Our Vision for Youth & Media
Youth media has existed for more than 30 years. Youth media activities involve constructivist techniques that are ideally suited for engaging youth in explorations of personal and community issues while at the same time cultivating cognitive skills. Youth media organizations have been highly effective at supporting the creation of unique, independent media that speaks for youth interests and issues. Most programs also promote the development of critical media analysis, requiring youth to question media content and bias, explore their own unique relationship to mainstream messages, and engage in dialogue with community members, media producers, and other stakeholders. Young people's media products speak to both targeted and broader audiences about youth needs and interests.

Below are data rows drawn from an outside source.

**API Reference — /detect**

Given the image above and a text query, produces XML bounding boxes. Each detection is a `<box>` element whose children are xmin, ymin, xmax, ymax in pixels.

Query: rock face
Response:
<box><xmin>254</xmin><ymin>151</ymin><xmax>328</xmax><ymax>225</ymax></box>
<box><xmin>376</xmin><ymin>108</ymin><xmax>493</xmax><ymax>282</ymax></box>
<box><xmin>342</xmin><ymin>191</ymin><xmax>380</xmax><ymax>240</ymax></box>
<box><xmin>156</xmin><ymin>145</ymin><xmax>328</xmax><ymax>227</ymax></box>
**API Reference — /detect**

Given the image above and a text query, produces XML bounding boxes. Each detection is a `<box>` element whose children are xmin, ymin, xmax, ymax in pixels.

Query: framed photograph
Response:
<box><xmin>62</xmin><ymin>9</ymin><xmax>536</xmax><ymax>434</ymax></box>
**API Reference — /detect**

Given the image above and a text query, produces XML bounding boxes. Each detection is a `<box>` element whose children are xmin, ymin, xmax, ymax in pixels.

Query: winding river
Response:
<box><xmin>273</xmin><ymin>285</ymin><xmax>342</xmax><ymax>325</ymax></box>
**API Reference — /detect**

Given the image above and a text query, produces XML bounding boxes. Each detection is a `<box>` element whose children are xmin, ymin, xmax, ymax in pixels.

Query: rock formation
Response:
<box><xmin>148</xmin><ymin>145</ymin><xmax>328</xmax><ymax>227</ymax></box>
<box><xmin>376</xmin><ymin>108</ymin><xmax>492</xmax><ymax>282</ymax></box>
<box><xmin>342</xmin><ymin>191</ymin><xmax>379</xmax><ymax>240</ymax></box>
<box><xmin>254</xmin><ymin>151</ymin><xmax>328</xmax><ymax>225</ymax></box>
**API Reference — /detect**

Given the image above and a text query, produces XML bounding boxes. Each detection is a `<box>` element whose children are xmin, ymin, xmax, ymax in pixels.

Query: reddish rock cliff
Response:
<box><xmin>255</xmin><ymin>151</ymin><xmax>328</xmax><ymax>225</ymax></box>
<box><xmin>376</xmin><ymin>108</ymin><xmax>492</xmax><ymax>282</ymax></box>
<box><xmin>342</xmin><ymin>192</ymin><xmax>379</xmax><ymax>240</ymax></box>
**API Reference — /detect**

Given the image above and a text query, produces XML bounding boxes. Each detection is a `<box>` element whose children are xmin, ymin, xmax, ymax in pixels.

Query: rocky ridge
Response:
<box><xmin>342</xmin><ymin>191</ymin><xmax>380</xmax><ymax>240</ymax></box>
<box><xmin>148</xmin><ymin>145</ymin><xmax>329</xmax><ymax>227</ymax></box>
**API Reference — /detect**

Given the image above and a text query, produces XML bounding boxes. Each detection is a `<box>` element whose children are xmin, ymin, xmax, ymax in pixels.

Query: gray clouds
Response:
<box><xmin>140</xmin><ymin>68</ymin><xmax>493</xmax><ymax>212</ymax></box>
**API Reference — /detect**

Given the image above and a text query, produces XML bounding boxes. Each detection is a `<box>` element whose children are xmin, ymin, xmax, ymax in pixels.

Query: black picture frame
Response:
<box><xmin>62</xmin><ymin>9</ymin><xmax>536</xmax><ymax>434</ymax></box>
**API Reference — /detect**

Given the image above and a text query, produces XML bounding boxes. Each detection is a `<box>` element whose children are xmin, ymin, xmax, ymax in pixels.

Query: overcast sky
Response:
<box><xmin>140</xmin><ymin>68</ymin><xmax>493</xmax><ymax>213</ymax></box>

Today the wide availability of digital media production equipment affords more youth the opportunity to experiment with the creative process. At the same time, more and more educators are recognizing that today's education and employment landscape requires a new skill set for full participation: young people need to blend technical skill, critical thinking, collaboration, and academic accomplishment to truly excel, and employers seek workers who are innovative, adept at multitasking, and able to analyze and integrate diverse sources of information.

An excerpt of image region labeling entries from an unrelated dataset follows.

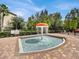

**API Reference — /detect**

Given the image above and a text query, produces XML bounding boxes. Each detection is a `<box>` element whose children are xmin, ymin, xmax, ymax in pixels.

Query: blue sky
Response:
<box><xmin>0</xmin><ymin>0</ymin><xmax>79</xmax><ymax>20</ymax></box>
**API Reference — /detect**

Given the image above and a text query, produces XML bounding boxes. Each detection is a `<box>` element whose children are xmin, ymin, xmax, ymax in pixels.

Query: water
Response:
<box><xmin>21</xmin><ymin>36</ymin><xmax>63</xmax><ymax>53</ymax></box>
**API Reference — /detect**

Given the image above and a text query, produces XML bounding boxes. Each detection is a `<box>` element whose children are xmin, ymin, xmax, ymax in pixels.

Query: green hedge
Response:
<box><xmin>19</xmin><ymin>31</ymin><xmax>36</xmax><ymax>36</ymax></box>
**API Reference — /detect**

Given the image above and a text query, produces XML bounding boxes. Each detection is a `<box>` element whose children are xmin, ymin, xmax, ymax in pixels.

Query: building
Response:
<box><xmin>0</xmin><ymin>12</ymin><xmax>16</xmax><ymax>29</ymax></box>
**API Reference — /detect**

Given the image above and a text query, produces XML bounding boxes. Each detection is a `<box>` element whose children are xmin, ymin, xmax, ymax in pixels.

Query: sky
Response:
<box><xmin>0</xmin><ymin>0</ymin><xmax>79</xmax><ymax>21</ymax></box>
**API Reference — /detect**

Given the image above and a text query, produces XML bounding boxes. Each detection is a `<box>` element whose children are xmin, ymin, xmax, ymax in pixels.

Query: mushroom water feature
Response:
<box><xmin>36</xmin><ymin>23</ymin><xmax>48</xmax><ymax>39</ymax></box>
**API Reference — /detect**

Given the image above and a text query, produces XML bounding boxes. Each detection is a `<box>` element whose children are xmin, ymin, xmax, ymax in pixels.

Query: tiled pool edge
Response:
<box><xmin>18</xmin><ymin>35</ymin><xmax>66</xmax><ymax>54</ymax></box>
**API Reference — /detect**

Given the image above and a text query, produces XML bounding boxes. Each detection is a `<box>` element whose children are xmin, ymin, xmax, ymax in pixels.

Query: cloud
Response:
<box><xmin>56</xmin><ymin>3</ymin><xmax>78</xmax><ymax>10</ymax></box>
<box><xmin>8</xmin><ymin>0</ymin><xmax>44</xmax><ymax>19</ymax></box>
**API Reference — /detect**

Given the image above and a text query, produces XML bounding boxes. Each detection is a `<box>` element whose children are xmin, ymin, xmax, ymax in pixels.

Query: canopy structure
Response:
<box><xmin>36</xmin><ymin>23</ymin><xmax>48</xmax><ymax>35</ymax></box>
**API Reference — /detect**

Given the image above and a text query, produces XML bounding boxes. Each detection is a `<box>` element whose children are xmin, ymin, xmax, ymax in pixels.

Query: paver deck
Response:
<box><xmin>0</xmin><ymin>34</ymin><xmax>79</xmax><ymax>59</ymax></box>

We at YouthLearn believe that youth media and technology programs employ a distinct and vital set of practices that, if adopted by the broader youth development community, could both expand young peoples' opportunities for creative self-expression and bolster their ability to respond to 21st century realities. Given this belief, YouthLearn is developing rich practice-driven programmatic and research services for youth development organizations to support their work in youth media.
The cornerstone of this work was a technical assistance project we did for Time Warner, Inc., assisting their youth media grantees with developing their capacity to plan and conduct program evaluation. By helping youth media practitioners better articulate the benefits of their programs, this project promoted the adoption of new youth development practices across a range of formal and informal learning environments.